1868 beschloss die Gemeindevertretung, die Anstalt auf Rechnung und Verwaltung der Gemeinde zu übernehmen und setzte zu diesem Zweck ein besonderes Kuratorium ein. Das Interesse der Gemeinde an der Schule hielt allerdings nicht lange an, schon 1878 wurde die Schule wieder geschlossen. Zuvor waren allerdings die Schülerzahlen stark zurückgegangen. Parallel dazu wurde aber 1878 erneut eine private Rektoratsschule gegründet, die wiederum 1892 – Gevelsberg hatte inzwischen 1886 die Stadtrechte erhalten – von der Stadt übernommen wurde. Bemerkenswerterweise äußerten die Stadtverordneten den Wunsch, auch Mädchen an dieser Schule zu unterrichten. Diesem Wunsche wurde allerdings seitens des Schulministeriums nicht entsprochen.

In den Jahren 1893 – 1913 vollzog sich die Entwicklung von der alten Rektoratsschule über den Ausbau zu einer Realschule (1893), der Angliederung eines Realprogymnasiums (1907 – 1910), schließlich zum Aufbau eines vollständigen Realgymnasiums. 1903 wurde ein neues Schulgebäude in der Neustraße bezogen. 1893 gab es 64 Schüler in 4 Klassen mit 4 Lehrkräften, 1913 wurden 400 Schüler in 12 Klassen von 21 Lehrern unterrichtet.

Der 1. Weltkrieg, in dem auch etliche Lehrer und ehemalige Schüler fielen, brachte starke Einschränkungen des Schulbetriebs mit sich. Erst im Schuljahr 1920/21 konnte wieder ein regelmäßiger und ungestörter Unterricht stattfinden. Die Schülerzahl nahm in den zwanziger Jahren weiter zu. Die Schule bot nach dem Bauplan Platz für 360 Schüler, 1923 betrug die Schülerzahl aber bereits über 500. Auch die Reformbewegungen im Schulsystem der Weimarer Republik hatten ihre Auswirkungen auf die Gevelsberger Schule, die seit 1926 nach dem Lehrplan des Reform-Realgymnasiums (besondere Pflege des westeuropäischen Gedankensystems) geführt wurde. 1931 wurde – auch aus wirtschaftlichen Gründen – die höhere Mädchenschule in Gevelsberg aufgelöst und die Schülerinnen wurden z.
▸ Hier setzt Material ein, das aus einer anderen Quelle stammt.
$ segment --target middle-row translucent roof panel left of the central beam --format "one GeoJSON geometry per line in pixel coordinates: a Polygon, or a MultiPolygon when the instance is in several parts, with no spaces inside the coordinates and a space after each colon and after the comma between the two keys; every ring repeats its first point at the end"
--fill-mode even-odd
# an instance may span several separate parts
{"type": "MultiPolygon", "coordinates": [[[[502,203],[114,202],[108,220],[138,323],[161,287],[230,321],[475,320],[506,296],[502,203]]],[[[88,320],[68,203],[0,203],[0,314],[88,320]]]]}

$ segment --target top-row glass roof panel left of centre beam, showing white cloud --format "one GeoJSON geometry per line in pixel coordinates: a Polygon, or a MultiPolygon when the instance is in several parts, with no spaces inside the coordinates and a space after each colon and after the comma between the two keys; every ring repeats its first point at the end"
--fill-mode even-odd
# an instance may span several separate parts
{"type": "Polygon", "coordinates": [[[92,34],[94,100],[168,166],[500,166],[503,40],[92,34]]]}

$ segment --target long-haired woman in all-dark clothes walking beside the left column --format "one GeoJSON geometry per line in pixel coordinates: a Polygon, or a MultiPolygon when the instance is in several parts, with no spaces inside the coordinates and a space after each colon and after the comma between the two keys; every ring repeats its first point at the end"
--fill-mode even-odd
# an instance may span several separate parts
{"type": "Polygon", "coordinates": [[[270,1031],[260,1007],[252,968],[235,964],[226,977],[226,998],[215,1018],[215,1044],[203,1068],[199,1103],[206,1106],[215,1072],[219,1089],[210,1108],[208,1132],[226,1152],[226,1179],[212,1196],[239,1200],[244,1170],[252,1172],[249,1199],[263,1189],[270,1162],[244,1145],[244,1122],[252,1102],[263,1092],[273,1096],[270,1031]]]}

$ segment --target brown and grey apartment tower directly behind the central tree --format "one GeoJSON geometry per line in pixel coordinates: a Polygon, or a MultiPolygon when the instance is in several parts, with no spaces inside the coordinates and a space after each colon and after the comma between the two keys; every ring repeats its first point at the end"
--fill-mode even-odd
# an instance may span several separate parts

T. nach einer Aufnahmeprüfung in das Reform-Realgymnasium aufgenommen. Die wirtschaftlichen Probleme führten auch zu drastischen Sparmaßnahmen, wie z. B. zu einer allgemeinen Verminderung der Lehrstunden, die allerdings dafür von 45 auf 50 Minuten verlängert wurden. Überzählige Lehrkräfte wurden versetzt bzw. vorzeitig pensioniert.
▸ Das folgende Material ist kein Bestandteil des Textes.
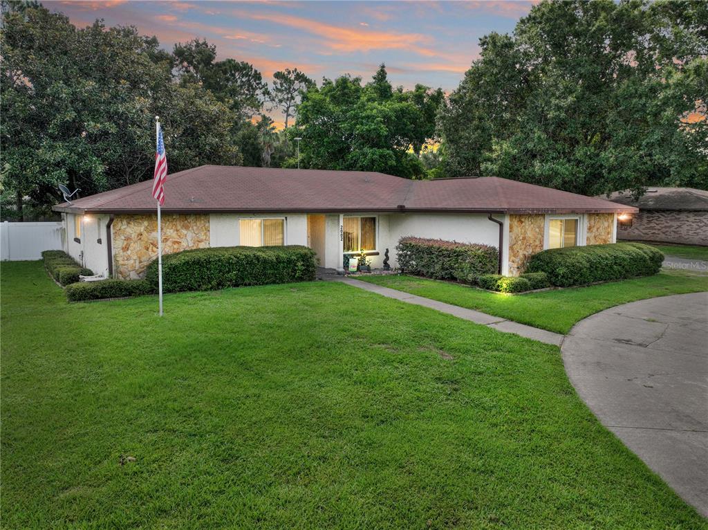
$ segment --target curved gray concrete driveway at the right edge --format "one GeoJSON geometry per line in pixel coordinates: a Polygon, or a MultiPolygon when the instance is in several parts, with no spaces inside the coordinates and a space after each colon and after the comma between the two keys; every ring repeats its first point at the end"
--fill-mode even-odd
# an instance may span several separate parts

Während der Zeit des Nationalsozialismus spiegelte sich der „alltägliche“ Faschismus auch am Gevelsberger Gymnasium wider. Jüdische Schüler wurden von der Schule vertrieben, unliebsame Lehrer wurden versetzt oder entlassen. Im Verlauf des 2. Weltkrieges wurde der Schulbetrieb durch die Kriegsereignisse immer stärker belastet und kam gegen Ende des Krieges völlig zum Erliegen. Nach der deutschen Kapitulation blieben alle Schulen auf Anordnung der alliierten Militärregierung zunächst geschlossen. Der Antrag auf Wiedereröffnung wurde im Oktober 1945 gestellt und der provisorische Unterrichtsbetrieb wurde am 1.2.1946 mit 8 Unterrichtsabteilungen und 9 Lehrkräften wieder aufgenommen.
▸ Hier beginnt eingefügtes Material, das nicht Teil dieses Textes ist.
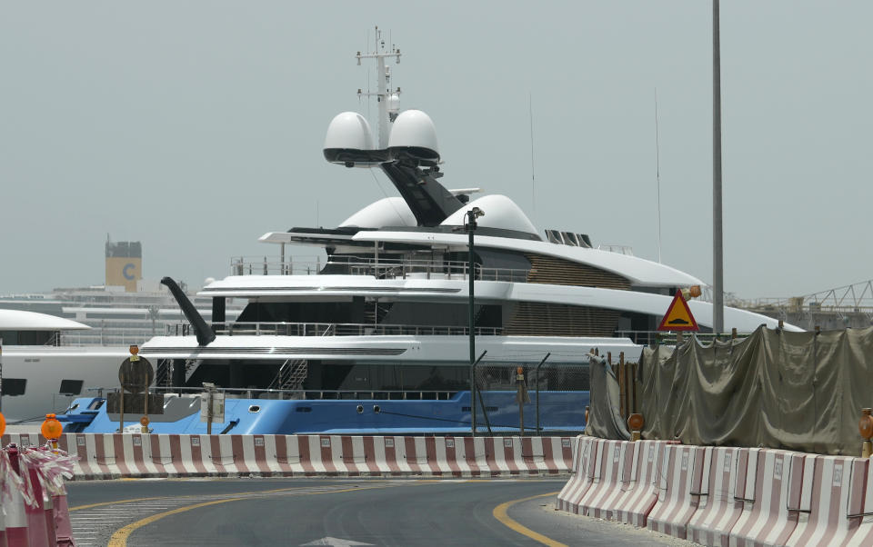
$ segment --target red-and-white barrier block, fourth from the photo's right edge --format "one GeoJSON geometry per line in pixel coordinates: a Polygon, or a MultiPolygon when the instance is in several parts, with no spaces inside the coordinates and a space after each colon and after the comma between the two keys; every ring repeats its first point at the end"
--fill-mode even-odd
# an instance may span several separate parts
{"type": "Polygon", "coordinates": [[[707,447],[705,451],[700,502],[688,522],[688,539],[728,547],[730,531],[743,512],[744,500],[748,499],[747,485],[754,491],[758,449],[751,454],[747,448],[707,447]]]}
Seit 1949 wurde die Schule als mathematisch-naturwissenschaftliches Gymnasium betrieben. Durch die steigenden Schülerzahlen wuchs die Raumnot in den fünfziger Jahren erheblich und musste durch etliche Provisorien bis zur Einweihung von zwei Anbauten im Jahre 1957 überbrückt werden. Zwei Jahre zuvor war bereits eine Sporthalle gegenüber dem Gymnasium errichtet worden. Ein weiteres Problem war in den folgenden Jahren der große Lehrermangel, der zu erheblichen Unterrichtseinschränkungen führte. Seit 1974 wurde die differenzierte Oberstufe als Reformmaßnahme am Städt. Gymnasium Gevelsberg eingeführt. 1979 nahm die Zahl der Schüler auf über 1000 zu. 1982 erfolgte der Umzug des Städt. Gymnasiums in das neue Gebäude im Schulzentrum West. Schul- und Unterrichtsentwicklung führten seitdem zu einem neuen Bedarf an Bauten, auf die der Schulträger verständnisvoll reagierte. So bietet der Neubau seit 2000 den Schülerinnen und Schülern der Erprobungsstufe einen festen Lernort. Im Zuge der Entwicklung des offenen Ganztages kam eine Mensa hinzu, die heute ein Zentrum des außerunterrichtlichen Schullebens darstellt.

Zu Beginn des Schuljahres 2023/2024 besuchen insgesamt 928 Schülerinnen und Schüler die Schule. Pro Schuljahr werden 4-5 Eingangsklassen eingerichtet. 70 Lehrerinnen und Lehrer unterrichten als Teil- oder Vollzeitkräfte.